Business Services Industry
Fitch Rates Sun Communities' $150MM Senior Unsecured Notes 'BBB-'
Business Wire, April 8, 2003
Business Editors
NEW YORK--(BUSINESS WIRE)--April 8, 2003
Fitch Ratings has assigned a 'BBB-' rating to the $150 million 5.75% seven-year senior unsecured notes issued today by Sun Communities Operating L.P., which is the operating partnership of Sun Communities, Inc. (NYSE: SUI). At the same time, Fitch has affirmed the 'BBB-' rating on the existing $285 million of senior unsecured notes due 2003 through 2008, and the 'BB ' rating of the approximately $50 million outstanding preferred stock. The Rating Outlook is Stable.
The ratings are supported by the relatively stable cash flow attributes of SUI's core portfolio of class A/B manufactured home communities, a high ratio of unencumbered assets, and the firm's ability to maintain 92% occupancy levels in a more difficult operating environment.
Nevertheless, these positive aspects are tempered by SUI's increased use of debt leverage over the last several fiscal years and reduced debt protection measures, as well as increased off-balance sheet exposure to its joint venture partners. The ratings also consider the weaker macro-industry conditions affecting all manufactured home community owners, including poor underwriting and oversupply, which has resulted in heightened problem assets, a reduction in financing available for home purchasers, increased supply from home repossessions, job losses, and lower unit absorption. The Rating Outlook is Stable to the extent that SUI is able to maintain sufficient cash flows from its core operations to maintain current debt protection levels.
The current ratings reflect the fact that SUI's debt leverage has materially increased since 2000 from 42% debt/adjusted book to 51% as of year-end 2002 while coverage levels have also deteriorated as EBITDA/Interest has fallen from 3.4 times (x) in 2000 to 2.9x as of year end 2002. In addition to rising consolidated leverage, Fitch has also identified additional off-balance sheet risk associated with SUI's investment (27% ownership) in Origen Financial L.L.C., which originates and securitizes consumer loans for manufactured home buyers.
SUI projects that it will generate approximately $70 million of internally generated cash flow in 2003, which when added to the offering proceeds, is adequate to meet the company's 2003 debt maturities and recurring capital expenditures.

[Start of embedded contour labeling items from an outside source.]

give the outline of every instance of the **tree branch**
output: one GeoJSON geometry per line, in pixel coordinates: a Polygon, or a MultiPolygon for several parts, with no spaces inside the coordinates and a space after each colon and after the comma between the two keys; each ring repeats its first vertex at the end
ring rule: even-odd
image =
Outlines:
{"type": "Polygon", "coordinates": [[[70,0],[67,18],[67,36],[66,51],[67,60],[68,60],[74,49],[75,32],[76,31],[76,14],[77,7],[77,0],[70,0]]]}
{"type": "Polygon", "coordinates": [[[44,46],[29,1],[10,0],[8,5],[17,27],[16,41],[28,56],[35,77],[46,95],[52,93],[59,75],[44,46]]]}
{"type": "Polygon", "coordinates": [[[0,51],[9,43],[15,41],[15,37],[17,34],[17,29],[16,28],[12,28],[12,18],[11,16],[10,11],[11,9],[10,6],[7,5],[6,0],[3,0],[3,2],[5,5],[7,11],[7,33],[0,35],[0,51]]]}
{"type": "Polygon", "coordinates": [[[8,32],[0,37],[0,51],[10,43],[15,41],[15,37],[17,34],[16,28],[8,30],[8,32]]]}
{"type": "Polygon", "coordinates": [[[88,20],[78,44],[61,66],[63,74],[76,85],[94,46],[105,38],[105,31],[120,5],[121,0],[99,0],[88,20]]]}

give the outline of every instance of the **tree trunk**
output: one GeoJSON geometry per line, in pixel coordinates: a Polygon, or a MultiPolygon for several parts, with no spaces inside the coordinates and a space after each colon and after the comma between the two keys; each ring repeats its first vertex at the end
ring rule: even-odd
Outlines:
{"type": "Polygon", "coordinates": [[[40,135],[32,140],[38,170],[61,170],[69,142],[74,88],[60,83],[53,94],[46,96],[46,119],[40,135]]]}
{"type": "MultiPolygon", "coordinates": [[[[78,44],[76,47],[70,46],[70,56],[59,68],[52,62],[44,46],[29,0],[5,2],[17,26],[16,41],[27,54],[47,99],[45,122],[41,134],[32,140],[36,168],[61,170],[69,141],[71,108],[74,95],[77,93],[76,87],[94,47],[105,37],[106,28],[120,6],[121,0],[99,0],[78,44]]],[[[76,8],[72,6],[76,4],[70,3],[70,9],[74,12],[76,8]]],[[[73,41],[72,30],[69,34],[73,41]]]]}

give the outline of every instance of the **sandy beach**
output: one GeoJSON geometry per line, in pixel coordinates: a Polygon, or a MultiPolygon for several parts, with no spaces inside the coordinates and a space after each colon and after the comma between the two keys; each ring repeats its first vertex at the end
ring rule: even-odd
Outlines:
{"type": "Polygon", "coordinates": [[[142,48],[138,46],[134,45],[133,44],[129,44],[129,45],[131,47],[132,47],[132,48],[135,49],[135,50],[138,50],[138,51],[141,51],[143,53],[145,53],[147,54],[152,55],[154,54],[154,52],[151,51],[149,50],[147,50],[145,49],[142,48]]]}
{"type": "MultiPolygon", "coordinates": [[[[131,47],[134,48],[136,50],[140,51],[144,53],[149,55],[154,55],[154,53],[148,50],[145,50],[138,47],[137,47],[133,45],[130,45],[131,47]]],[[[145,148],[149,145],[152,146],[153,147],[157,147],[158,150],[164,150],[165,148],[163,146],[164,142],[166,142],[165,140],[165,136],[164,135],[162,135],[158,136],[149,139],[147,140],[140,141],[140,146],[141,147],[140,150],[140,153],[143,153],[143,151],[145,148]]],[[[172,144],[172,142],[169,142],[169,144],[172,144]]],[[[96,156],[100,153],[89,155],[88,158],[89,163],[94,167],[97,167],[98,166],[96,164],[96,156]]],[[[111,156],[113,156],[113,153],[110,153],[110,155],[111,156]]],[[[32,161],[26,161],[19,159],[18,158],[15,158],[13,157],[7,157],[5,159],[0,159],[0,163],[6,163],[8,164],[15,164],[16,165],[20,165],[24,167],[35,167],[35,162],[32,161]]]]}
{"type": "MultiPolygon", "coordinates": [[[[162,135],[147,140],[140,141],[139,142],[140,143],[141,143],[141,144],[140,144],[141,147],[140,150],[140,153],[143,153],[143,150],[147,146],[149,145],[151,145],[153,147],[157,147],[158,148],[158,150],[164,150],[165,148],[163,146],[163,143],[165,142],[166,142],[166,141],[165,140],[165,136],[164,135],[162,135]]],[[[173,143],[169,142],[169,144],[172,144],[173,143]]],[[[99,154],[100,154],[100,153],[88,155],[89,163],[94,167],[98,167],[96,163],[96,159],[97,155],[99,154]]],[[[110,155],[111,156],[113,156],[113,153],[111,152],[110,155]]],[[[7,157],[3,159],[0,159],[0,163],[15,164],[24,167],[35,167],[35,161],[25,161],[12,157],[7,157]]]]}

Debt maturities for 2003 total $142 million (out of total debt of $667 million before the offering), including an $85 million unsecured note due in May 2003 and a $48 million bridge note. The $85 million unsecured line of credit, which matures December 2006, had only $22 million available and was more than 74% utilized as of Dec. 31, 2002. The current offering is evidence of SUI's continued access to multiple forms of capital and appears to provide the company with sufficient liquidity in 2003. SUI's maturities over the next four calendar years are $34 million in 2004, $66 million in 2005, and $75 million in 2006 (including the $63 million line balance) and $42 million in 2007.
With a total adjusted book capitalization of approximately $1.3 billion, SUI owns and operates a portfolio of 129 manufactured housing communities comprising approximately 43,960 developed sites, and an additional land bank of 7,640 sites for future development. The core property portfolio is concentrated in the mid-west and the southeast, including Michigan (30% of total sites), Florida (22%), and Indiana (15%).
The noted ratings were initiated by Fitch as service to users of Fitch Ratings and are based primarily on public information.